Pequenas chantagens como "se você não for tomar banho, o Papai Noel não vai trazer presente", ou "se você não dormir na sua cama, o Papai Noel vai chegar lá, não vai encontrar ninguém e você não vai ganhar nada" são verdadeiros sucessos de público nesta época do ano – e normalmente dão resultado.

Os especialistas em psicologia infantil, entretanto, se opõem ao estratagema. "A palavra só vale se existe uma ação conseqüente", observa Ana Paola Lopes Lubi, psicóloga e mestre em Educação Infantil. "E isso não acontece, porque os pais vão dar o presente do mesmo jeito se a criança for malcriada. Passado um Natal em que ela não tenha se comportado e mesmo assim ganhe seu presente, ela já vai saber que a palavra dos pais não vale nada."

Nesse caso, de acordo com ela, nem poderia ser de outra forma: "Os pais fazem uma ameaça que não será cumprida – nem poderia ser, porque seria cruel. Você conhece algum pai que já tenha deixado de dar presente porque o filho não se comportou?", questiona a educadora.

Para ela, o Papai Noel até pode ser usado, mas nunca como instrumento de chantagem. "Se os pais querem que a criança abandone a chupeta ou a mamadeira, podem propor para ela – ‘olha como o Papai Noel está feliz, vamos aproveitar para entregar a mamadeira para ele?’", sugere. "Se ela quiser, ela entrega. Mas não pode ser uma ameaça."

A psicóloga educacional sistêmica Andréa Visneck da Costa vai na mesma linha. "A criança aprende a barganhar: ela entende que só vai ganhar as coisas se der algo em troca. E a barganha é coisa do mundo adulto, não do infantil", analisa. "Cria-se um mundo de mentiras, e depois elas passam a chantagear os pais – ‘só vou arrumar meu quarto se você me der um chocolate’", exemplifica.
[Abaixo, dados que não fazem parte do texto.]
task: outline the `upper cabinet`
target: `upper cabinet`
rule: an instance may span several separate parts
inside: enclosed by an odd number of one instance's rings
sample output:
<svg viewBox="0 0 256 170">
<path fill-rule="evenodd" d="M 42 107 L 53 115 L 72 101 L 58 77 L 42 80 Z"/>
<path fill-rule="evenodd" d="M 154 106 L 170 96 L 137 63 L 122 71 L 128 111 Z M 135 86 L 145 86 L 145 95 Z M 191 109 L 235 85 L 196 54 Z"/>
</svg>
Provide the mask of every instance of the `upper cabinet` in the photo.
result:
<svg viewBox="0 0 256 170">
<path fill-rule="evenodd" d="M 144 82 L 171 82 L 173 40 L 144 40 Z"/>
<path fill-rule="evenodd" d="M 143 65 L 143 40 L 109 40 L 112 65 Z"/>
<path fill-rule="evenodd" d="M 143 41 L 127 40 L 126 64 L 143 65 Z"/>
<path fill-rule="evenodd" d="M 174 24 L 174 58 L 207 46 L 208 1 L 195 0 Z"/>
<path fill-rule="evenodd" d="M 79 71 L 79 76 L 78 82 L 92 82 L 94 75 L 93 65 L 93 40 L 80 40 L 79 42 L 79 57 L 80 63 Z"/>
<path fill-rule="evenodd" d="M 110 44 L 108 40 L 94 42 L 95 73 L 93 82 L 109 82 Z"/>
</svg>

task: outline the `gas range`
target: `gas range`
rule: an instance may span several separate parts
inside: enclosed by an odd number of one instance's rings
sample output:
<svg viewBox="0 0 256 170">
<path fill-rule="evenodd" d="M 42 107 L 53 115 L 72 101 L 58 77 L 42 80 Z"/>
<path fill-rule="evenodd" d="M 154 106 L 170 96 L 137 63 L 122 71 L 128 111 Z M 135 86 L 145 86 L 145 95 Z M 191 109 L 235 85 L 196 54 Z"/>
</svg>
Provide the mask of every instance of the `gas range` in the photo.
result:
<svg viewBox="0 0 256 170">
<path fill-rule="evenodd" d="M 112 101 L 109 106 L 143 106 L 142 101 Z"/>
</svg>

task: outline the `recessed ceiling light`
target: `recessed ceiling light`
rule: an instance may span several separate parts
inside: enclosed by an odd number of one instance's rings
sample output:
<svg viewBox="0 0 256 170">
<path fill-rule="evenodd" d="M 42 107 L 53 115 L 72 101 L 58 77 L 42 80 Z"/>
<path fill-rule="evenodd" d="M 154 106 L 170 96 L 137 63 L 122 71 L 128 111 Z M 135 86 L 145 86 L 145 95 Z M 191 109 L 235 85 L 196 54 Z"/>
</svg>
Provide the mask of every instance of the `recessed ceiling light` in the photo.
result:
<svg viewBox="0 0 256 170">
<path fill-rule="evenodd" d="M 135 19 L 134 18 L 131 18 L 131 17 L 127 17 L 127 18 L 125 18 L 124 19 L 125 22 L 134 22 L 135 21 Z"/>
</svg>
A palavra-chave, segundo Andréa, é "firmeza": "A grande saída é a postura. É preciso coragem para bancar isso, porque a criança vai chorar, gritar, espernear, que é a maneira que ela conhece para demonstrar que está contrariada, mas tudo deve ser discutido em cima da verdade". No caso da chupeta, por exemplo, ela defende que os pais sejam inflexíveis: "‘Você vai largar a chupeta porque cresceu, tem de largar e pronto. Não tem mais chupeta, jogamos fora’. Não é um processo fácil, a tentação de fraquejar é grande, mas o seu filho vai crescer com base na verdade, aprenderá a lidar com as próprias frustrações e será um adulto melhor".

Caso contrário, sustenta, o que vai florescer na mente dos filhos é a impunidade. "Sim, porque os pais haviam prometido que o filho não ganharia presente se não fosse dormir na própria cama. Ele obedece até a noite de Natal, ganha o presente e volta a dormir na cama dos pais. Eles podem até reclamar e brigar, mas passados alguns dias, ficam com pena e permitem que a criança durma com eles. Imediatamente a criança conclui: ‘posso fazer o que eu quero que não me acontece nada’", ilustra.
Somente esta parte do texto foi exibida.